If we want children to be happy and healthy, we have to make space for them to play

Kicking football on grass.jpg

The crisis in young people's mental health needs resources for more and better services, but it should also be a wake-up call for policymakers who have neglected one of the most fundamental ways to prevent it in the first place: properly addressing children's basic need for time and space to play

Reactions to what is widely being called ‘a crisis in young people’s mental health’ has tended to focus on the quality and availability of the services for children and teenagers who need help, and on the excessive pressures of an education system that causes such distress to young minds.

There are good reasons for such concern. NHS figures[1] have revealed that, as at June 2016, more than 235,000 young people (aged 18 and under) were accessing specialist mental health services for such problems as anxiety, depression, self-harming and eating disorders. Research by the Guardian suggests that a large majority of those working to deliver this support believe it is inadequate; a view endorsed by Young Minds, the UK’s leading mental health charity for children.

Meanwhile, Natasha Devon, the Government’s own mental health champion for schools until the role was abolished in May 2016, has produced a harshly critical report of the DfE and its recent reforms, blaming the education system’s narrow focus on academic subjects and passing exams at the expense of PSHE[2], sport and the arts, for ‘actively conspiring against good paediatric and adolescent mental health’.

if children are increasingly constrained in the behaviour they most enjoy, we should not be too surprised if they develop symptoms of unhappiness.

Commenting in the Guardian this week, Owen Jones attempted to broaden the picture, calling for a ‘remorseless focus’ on what he identifies as the economic and social causes that ‘drive children to mental distress in the first place: overcrowding, poor housing, poor diet; lack of exercise, family conflict … (and) poverty’. Nowhere in this debate has one of the more obvious issues been identified, which is that if children are increasingly constrained in the behaviour they most enjoy, we should not be too surprised if they develop symptoms of unhappiness.

Psychologists from a range of perspectives have long identified play as crucial to children’s emotional wellbeing, happiness and fulfilment; key to their capacity to experience the vitality of living in the here and now; and fundamental to their developing resilience, adaptability and creativity. The Mental Health Foundation recognises as much: placing the important role of play second on a checklist for maintaining children's good mental health. The great play scholar Brian Sutton-Smith was not trying to be smart when he said 'the opposite of play isn't work, it's depression'.

[caption id="attachment_2195" align="aligncenter" width="490"] Successive governments have turned their back on play[/caption]

In 2008, after the UK came bottom of a Unicef league table of the wellbeing of developed nations’ children, there was a consensus  – across the child policy as well as the political spectrum – that children desperately needed more time, space and opportunity to play, not virtually, on screens and social media, but with their actual friends, outside, as they have done for millennia. A 10-year strategy was launched to 'make England the best place in the world to grow up', with every neighbourhood made safer from traffic and containing attractive places to play within easy reach of children’s homes.

a genuinely child-friendly, playable public realm seems further away than ever.

As we all know, the Play Strategy was abandoned almost immediately the Coalition Government took office in 2010 and, in spite of growing evidence that free play in the real world is a vital component of a healthy, happy childhood, no serious attempt was made by either of David Cameron’s governments to fashion their own response to what the former Prime Minister himself described as the dearth of ‘everyday adventures’ that was making British children ‘the unhappiest in the developed world’. Indeed, children’s play services up and down the country have been decimated by austerity measures ever since; and the play strategy’s broader ambition – to create a genuinely child-friendly, playable public realm – seems further away than ever.

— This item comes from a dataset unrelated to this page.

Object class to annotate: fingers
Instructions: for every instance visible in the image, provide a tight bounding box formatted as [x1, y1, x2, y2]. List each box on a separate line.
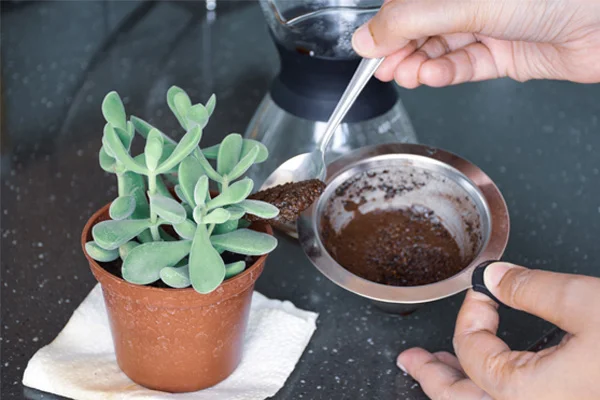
[484, 263, 600, 335]
[454, 290, 516, 397]
[398, 348, 491, 400]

Theresa May says her new government will be ‘driven not by the interests of a privileged few’, but aim to create a fairer society that ‘works for everyone’. She may not have had children in mind when she said this, but as she and her chancellor begin to again redefine the role of the state, to perhaps play a greater role in the funding of public infrastructure, we should hold her to account not just for the state of the services that children need when they are distressed, but for the quality of the environments they have to grow up in. If we ‘want a society that promotes happiness and wellbeing among children’ we must start by giving them back the space where they are happiest, and the freedom to enjoy it.

Adrian Voce

[1] Mental Health Services Data Set (MHSDS), NHS Digital

[2] Personal, Social and Health Education

A condensed version of this article has appeared in today's Guardian, on the letters page.